1. Separate your loops by timescale from day one. Mixing a 50ms token decision with a 30-second correction decision into one loop is how you get expensive systems that still make avoidable errors.

2. Make the skill store human-readable. YAML+Markdown means your team can inspect, edit, and version-control the distilled knowledge. A binary embedding store cannot be debugged by a human.

3. The evaluator in Loop 5 doesn’t need to be large. A 7B model with a well-structured rubric outperforms a 70B model with a vague prompt. Write the rubric carefully.

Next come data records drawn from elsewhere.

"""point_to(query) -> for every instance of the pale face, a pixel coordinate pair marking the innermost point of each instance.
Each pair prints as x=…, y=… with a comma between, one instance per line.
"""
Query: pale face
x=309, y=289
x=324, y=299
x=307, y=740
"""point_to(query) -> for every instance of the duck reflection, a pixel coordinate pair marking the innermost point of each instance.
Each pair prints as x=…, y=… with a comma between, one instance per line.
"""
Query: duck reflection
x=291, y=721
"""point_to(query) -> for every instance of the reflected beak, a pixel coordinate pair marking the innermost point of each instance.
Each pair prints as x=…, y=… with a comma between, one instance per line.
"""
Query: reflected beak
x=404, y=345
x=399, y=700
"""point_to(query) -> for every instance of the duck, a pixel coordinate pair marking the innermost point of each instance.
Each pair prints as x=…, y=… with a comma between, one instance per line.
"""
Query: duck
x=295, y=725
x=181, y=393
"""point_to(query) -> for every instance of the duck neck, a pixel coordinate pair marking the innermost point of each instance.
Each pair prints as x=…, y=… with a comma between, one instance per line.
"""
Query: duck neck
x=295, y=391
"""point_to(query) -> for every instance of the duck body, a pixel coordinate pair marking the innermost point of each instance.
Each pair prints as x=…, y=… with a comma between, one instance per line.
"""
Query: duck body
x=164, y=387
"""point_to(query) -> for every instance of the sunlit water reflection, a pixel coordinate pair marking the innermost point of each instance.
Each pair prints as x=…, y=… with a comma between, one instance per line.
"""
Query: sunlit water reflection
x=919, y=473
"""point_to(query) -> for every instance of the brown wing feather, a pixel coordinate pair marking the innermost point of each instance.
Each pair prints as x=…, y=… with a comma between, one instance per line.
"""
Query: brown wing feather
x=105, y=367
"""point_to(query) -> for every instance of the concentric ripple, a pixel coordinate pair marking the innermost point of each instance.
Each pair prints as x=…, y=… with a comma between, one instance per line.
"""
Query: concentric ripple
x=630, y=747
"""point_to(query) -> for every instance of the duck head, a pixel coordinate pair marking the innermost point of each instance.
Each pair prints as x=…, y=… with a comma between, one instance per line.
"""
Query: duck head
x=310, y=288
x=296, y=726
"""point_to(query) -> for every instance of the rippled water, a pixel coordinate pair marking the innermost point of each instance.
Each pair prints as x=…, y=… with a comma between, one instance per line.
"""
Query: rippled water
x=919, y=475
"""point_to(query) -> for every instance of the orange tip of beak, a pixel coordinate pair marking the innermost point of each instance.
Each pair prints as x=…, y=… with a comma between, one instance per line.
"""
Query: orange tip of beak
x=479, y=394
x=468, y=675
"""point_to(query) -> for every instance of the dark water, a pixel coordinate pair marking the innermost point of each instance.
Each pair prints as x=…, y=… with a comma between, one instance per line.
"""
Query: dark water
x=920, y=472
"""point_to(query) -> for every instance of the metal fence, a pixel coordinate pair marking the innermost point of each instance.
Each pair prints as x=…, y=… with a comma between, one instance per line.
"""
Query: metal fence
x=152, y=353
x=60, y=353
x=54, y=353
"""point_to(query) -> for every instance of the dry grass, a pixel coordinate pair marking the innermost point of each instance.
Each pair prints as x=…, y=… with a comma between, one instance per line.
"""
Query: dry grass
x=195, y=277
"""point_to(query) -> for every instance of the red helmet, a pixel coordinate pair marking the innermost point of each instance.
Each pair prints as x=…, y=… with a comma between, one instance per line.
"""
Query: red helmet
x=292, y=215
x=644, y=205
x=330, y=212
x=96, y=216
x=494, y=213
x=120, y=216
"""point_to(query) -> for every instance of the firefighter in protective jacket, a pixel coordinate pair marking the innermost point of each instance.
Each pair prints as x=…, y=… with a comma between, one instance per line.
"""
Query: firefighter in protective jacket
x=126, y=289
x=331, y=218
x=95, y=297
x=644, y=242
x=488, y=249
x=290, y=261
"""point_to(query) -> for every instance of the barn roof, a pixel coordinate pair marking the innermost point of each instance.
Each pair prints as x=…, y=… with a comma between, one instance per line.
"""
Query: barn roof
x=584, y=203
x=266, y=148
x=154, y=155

4. Loop 8 is where you close the improvement cycle. Most agent frameworks stop at Loop 6 (memory). Without Loop 8, you’re collecting data but never using it to adjust behavior. The meta-evaluation loop is what turns memory into improvement.

5. Guard the cross-timescale boundaries. The asynchronous coupling between loops (session → daily, daily → next-session) is the source of stability. Avoid shortcuts that make it synchronous — e.g., running skill distillation at the end of every session instead of daily. That turns a stable asynchronous update into a synchronous bottleneck.

The architecture is not magic. Each loop individually is straightforward. The emergent behavior comes from running all eight, at the right timescales, with clean data contracts between them.

That’s the design. Go read the source — it rewards close reading.